Ken Stein Addresses Israel’s Protests of Judicial Overhaul

Ken Stein Addresses Israel’s Protests of Judicial Overhaul

Held at Congregation Beth Tefillah, the program may have been the first community event specifically covering the civil crisis in Israel.

Ken Stein spoke to about 50 people in person, and another at least 70 on Zoom, in what may have been the first community program focused on the Israeli government’s attempt to change the country’s judicial system // Photo Credit: Center for Israel Education
Ken Stein spoke to about 50 people in person, and another at least 70 on Zoom, in what may have been the first community program focused on the Israeli government’s attempt to change the country’s judicial system // Photo Credit: Center for Israel Education

In what was most likely the first program open to the Atlanta Jewish community to learn about Israel’s proposed judicial overhaul and its resulting civil uprising, professor Ken Stein of the Center for Israel Education spoke at Congregation Beth Tefillah on March 30.

While maybe 50 people were physically in attendance, easily 70 more watched on Zoom from their homes.

Stein explained the form of governance in Israel and the complicated elements of the proposed legislation that critics contend would severely weaken the judiciary, and supporters say would rebalance the equilibrium between branches of government. The program, which was produced in only one week, was co-sponsored by Beth Tefillah, Stein’s Center for Israel Education, Chabad Israeli Center, The Torah Center Atlanta, and a couple of individuals.

The long-time Emory University professor didn’t mince words in his description of Israeli society in the last 90 days since prime minister Benjamin Netanyahu’s justice minister announced his proposed overhaul of the country’s judicial system, which will put more power in the hands of the coalition government. Comparing the increasingly inclusive group of protesters and their impact on Israel’s economy, military and social cohesiveness to an earthquake, Stein described it as an 8.5 on the Richter scale.

Noting that he is neither a lawyer nor legal historian, Stein said that the struggle between Israel’s legislature, the Knesset, and the country’s Supreme Court is not new.
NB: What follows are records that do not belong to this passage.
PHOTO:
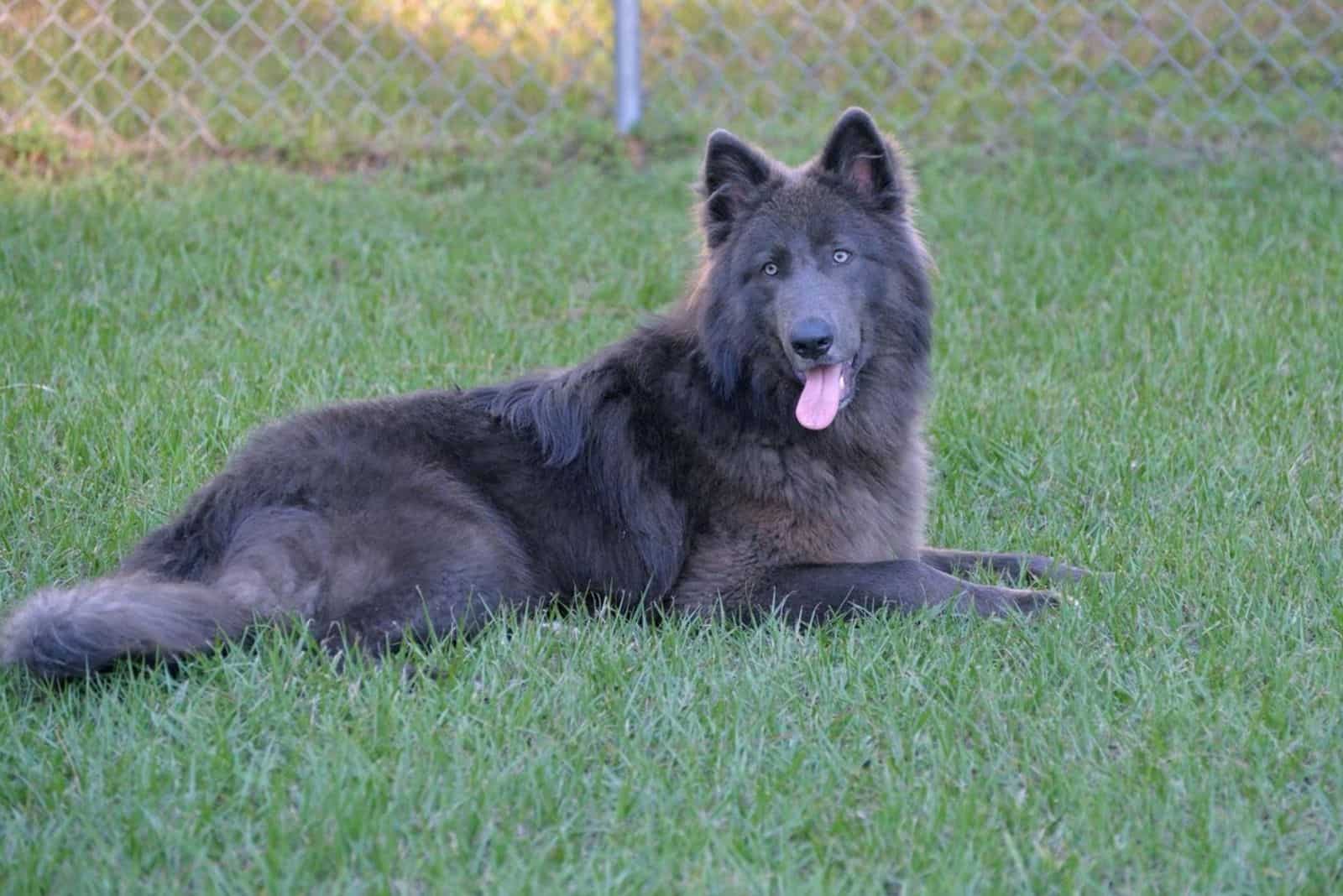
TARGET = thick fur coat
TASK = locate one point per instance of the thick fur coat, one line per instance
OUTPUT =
(756, 450)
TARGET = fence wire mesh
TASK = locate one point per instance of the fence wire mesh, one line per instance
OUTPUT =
(219, 74)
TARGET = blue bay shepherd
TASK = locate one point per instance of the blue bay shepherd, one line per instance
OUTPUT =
(756, 451)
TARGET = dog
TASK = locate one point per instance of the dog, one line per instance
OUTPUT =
(758, 450)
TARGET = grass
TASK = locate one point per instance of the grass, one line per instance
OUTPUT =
(329, 76)
(1139, 371)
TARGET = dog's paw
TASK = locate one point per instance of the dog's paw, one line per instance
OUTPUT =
(1011, 602)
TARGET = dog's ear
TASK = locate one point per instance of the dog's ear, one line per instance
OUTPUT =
(860, 156)
(732, 174)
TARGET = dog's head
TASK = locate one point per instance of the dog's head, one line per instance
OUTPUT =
(814, 273)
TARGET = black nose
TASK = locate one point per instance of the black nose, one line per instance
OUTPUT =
(812, 337)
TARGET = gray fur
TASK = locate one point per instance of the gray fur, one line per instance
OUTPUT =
(669, 470)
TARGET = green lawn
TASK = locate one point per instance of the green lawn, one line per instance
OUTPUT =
(1139, 371)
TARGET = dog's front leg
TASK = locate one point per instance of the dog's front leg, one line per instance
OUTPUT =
(1009, 566)
(816, 591)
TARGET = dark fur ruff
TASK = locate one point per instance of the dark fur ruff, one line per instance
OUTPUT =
(668, 468)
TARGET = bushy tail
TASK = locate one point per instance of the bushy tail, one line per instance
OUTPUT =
(64, 633)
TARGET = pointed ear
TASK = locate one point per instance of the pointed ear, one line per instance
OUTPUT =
(859, 154)
(732, 174)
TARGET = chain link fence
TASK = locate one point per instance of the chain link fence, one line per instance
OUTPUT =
(243, 74)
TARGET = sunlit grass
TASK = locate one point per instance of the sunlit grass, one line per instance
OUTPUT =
(1138, 371)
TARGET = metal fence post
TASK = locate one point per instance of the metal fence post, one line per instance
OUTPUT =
(628, 101)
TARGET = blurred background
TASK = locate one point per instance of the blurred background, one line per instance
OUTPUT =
(398, 76)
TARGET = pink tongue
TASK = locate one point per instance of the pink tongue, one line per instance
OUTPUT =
(819, 401)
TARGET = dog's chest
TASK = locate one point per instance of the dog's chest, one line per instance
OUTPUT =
(826, 515)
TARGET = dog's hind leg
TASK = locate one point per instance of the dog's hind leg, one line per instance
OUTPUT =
(1007, 566)
(272, 569)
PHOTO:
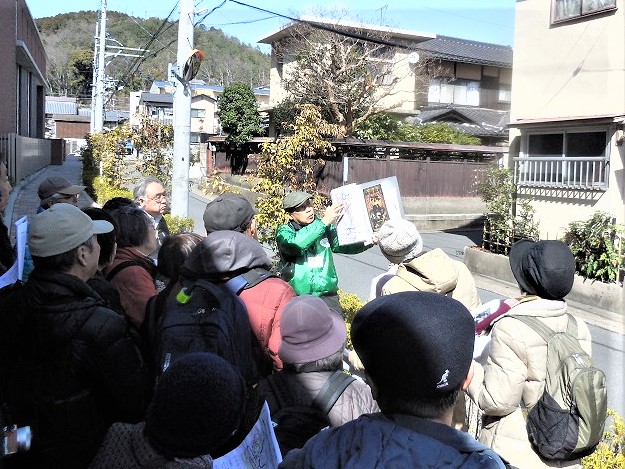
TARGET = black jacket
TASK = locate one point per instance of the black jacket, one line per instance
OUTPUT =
(69, 367)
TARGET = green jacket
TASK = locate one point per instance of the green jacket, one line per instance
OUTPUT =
(309, 248)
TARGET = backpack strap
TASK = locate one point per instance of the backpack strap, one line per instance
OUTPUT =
(545, 331)
(332, 390)
(119, 267)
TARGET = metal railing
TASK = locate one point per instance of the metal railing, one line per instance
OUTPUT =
(558, 172)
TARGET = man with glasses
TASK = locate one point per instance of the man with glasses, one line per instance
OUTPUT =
(150, 195)
(57, 189)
In fact, the “tussling” has been going on for more than two decades. He was clear, however, that he could not predict how it will end up. He explained the composition of the Supreme Court and how the judges are appointed, and squashed the claims that the present court is comprised of “liberal judges.” Indeed, half of the justices were appointed during previous Netanyahu governments. He called the allegation “nonsense.” He also explained the differences between how the justices are chosen in Israel vs. in the U.S.

Supporters of the Netanyahu government’s judicial proposals argue that the Supreme Court has taken power away from the Knesset. But Stein said that, in the last 20 years, only 22 Knesset laws have been overturned by the court. Four of those had to do with asylum seekers and four were concerned with Knesset decisions that had granted greater benefits to the ultra-Orthodox community, such as allowing their youth to avoid military service.

The latter issue was “part of the reason why people went into the streets.”
Stein also countered the claims that the Israeli public has taken a sharp right-wing turn. He said a majority of the body politic sees themselves in the center or center-right. And disputing assertions that Netanyahu won by a huge majority in the last election, Nov. 1, 2022, Stein called it a “close election,” with only a difference of about 50,000 votes out of 4.1 million cast. He contended that the difference may have only been due to the fact that two more left-wing parties failed to join forces before the election, resulting in one party not passing the minimum percentage of the vote to make it into the Knesset.

According to Stein, the anti-judicial overhaul protesters are mostly upset because “they are feeling like something is being pushed down their throats without them having a chance to digest it. People reacted more about the pace,” of the legislative agenda. Indeed, Netanyahu’s government had hoped to pass a number of its judicial legislative bills before the Knesset’s Passover recess and only placed the voting on pause when protesters essentially shut down the country on March 27.

That protest that ballooned overnight on March 26 into the next day had been building, but was spontaneous, after the dismissal of Israel’s defense minister, according to Stein. He also called it the “most important public demonstration” in Israel’s history, comparing it only to the protests that erupted after the massacre of innocent Palestinians in the refugee camps of Sabra and Shatila in Lebanon in 1982.

“Israel’s civil society has been heard from,” he said. “No one has ever seen this before,” referring to Israel Defense Force reservists refusing to show up for duty.

As an historian, Stein didn’t even try to predict what will happen after the Passover and Israeli secular holidays at the end of April. If the Knesset pushes through its proposed changes to the judicial system, and the sitting Supreme Court rules the legislation unconstitutional, “How do you reconcile the two? I don’t have an answer.” He questioned whether Netanyahu will decide if he’s more interested in his legacy, or more concerned with staying out of jail due to the corruption charges he’s fighting in an ongoing trial.

“The next several five or six weeks will be telling,” said Stein, at the end of March. “The last 90 days” have been “truly different in Israeli society.”